Americans Want Solutions on Health Care. Here are Four Ideas from the Real World

We have a drug shortage problem in America, and we need to cut red tape – not cut corners – to get safe and effective drugs to market efficiently.

By Sen. Mike Braun, Gingrich 360 Contributor

I built a small business in my hometown into a national company, and I saw firsthand how broken our health insurance system is as a business owner trying to insure my employees.

I decided to self-insure after too many years of hearing my underwriter tell me, “You’re lucky your costs are only going up 15 percent this year.” I took on Big Health care and built a plan for my employees based on two guiding principles: No one should go broke because they get sick or have a bad accident, and my employees should be empowered to take ownership in their own health care by shopping around for the best prices for services and prescriptions.

The lessons I learned from taking on the health care industry in my own company led me to take on Big Health care in the US Senate, and the principles of forcing price transparency, cutting red tape, encouraging innovation, and facilitating fierce market competition have inspired the four health care reform bills I’ve reintroduced.

Drug Price Transparency Act

Pharmacy Benefit Managers, or PBMs, act as middlemen between drug manufacturers and patients to administer prescription drug benefits and negotiate rebates. The current system allows for PBMs to pocket an undisclosed portion of rebates, causing drug manufacturers to raise prices to account for PBMs’ cut off the top. These misaligned industry incentives and murky pricing maneuvers force patients to shoulder the burden of increasing drug prices.  

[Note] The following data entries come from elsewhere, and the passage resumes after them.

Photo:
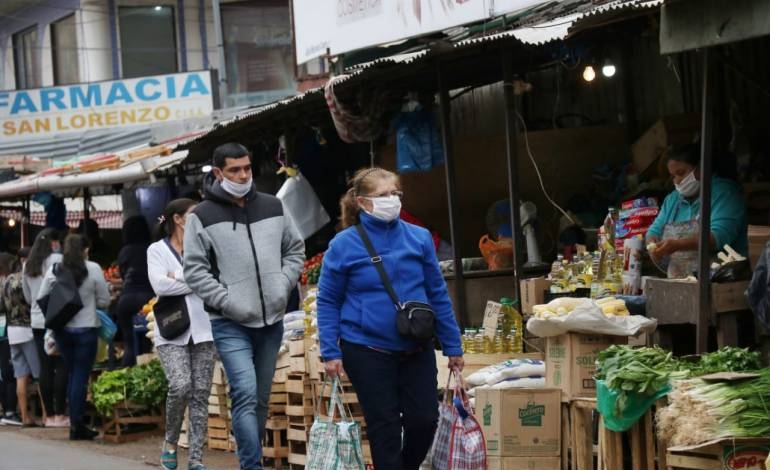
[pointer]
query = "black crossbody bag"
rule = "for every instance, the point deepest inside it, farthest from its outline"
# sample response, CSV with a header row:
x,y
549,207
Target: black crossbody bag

My first bill, the Drug Price Transparency Act would pull back the curtain on this broken system, and require insurers and PBMs to pass rebates directly to consumers enrolled in commercial health plans and Medicare Part D, incorporating HHS’s Rebate Rule, finalized last year.

My Drug Price Transparency Act establishes two new requirements to qualify for safe harbor for rebates: one for rebates which are passed on to patients at the point of sale, and the other for flat service fee payments made to PBMs, which cannot be tied to the list price of drugs. Just like in any other market, knowing the price of a product before you have to pay it empowers consumers to shop around for the best price, leading to lower prescription drug list prices and reduced out-of-pocket payments for patients.

Health Care PRICE Transparency Act

Hospitals and insurers have long taken advantage of the health care industry’s misaligned incentives that promote opaque pricing maneuvers to increase their profits, with patients footing the bill. Price transparency would empower patients to make more informed decisions when making health care choices, and increase competition among hospitals, group health plans, and insurance issuers in the individual and group markets to lower costs and improve the quality of health care services.  

President Donald Trump made great progress toward health care price transparency through executive actions. My Health Care PRICE Transparency Act would build on this work by codifying two US Department of Health and Human Services (HHS) final rules, Hospital Price Transparency, and Transparency in CoverageMy bill requires hospitals to disclose the cost of an item or service set by the hospital and establish an internet-based price estimator. It also requires insurers to provide consumers with personalized access to cost-sharing information so they can compare costs and know what they have to pay before they pay it.

Promising Pathway Act

Americans with serious and life-threatening diseases don’t have time to wait for the slow pace of Washington, DC, and for many of the millions of families fighting terminal illnesses, access to experimental treatments is their only hope.

My Promising Pathway Act will speed up the regulatory process for getting drugs to the patients that need them with an FDA provisional approval pathway for rapidly progressing conditions where few treatment options exist, such as ALS.

Under this provisional approval, those with rapidly progressing terminal illnesses would have access to drugs that provide their only hope for treatment, and real-world data collected from these patients would be incorporated into the drug approval process.

Accelerated Drug Approval for Prescription Therapies (ADAPT) Act

We have a drug shortage problem in America, and we need to cut red tape – not cut corners – to get safe and effective drugs to market efficiently.

My ADAPT Act would create an expedited drug approval process at FDA, specifically for drugs that are currently approved for sale in developed countries and have a satisfactory history of clinical trial data. 

Think of it as a passing lane for drugs and treatments that have already been approved in other developed countries like Canada and the UK with strong clinical data focused on quality control, supply chain safety, and manufacturing processes, without compromising one bit on FDA’s safety and efficacy standards.

While many in Congress want to solve these drug shortage problems with drug importation, the ADAPT Act is a better solution that would help solve this problem and increase market competition between drugs on the marketplace without compromising on safety.

Americans are clamoring for real solutions on health care, and the lessons I learned in the real world by taking on the health care industry in my company – and the stories I’ve heard from Hoosiers struggling with rising costs and dwindling options – inspired these four solutions that will inject transparency, competition, and efficiency into our broken health care system, and help steer America off our collision course with socialized medicine.

Congress must listen to the voices I hear every time I travel Indiana calling for action on real health care solutions rather than more talk and bigger government, before it’s too late.

US Sen. Mike Braun is a Republican who represents the state of Indiana. The views expressed in this article do not reflect the views of any person or institution other than the author.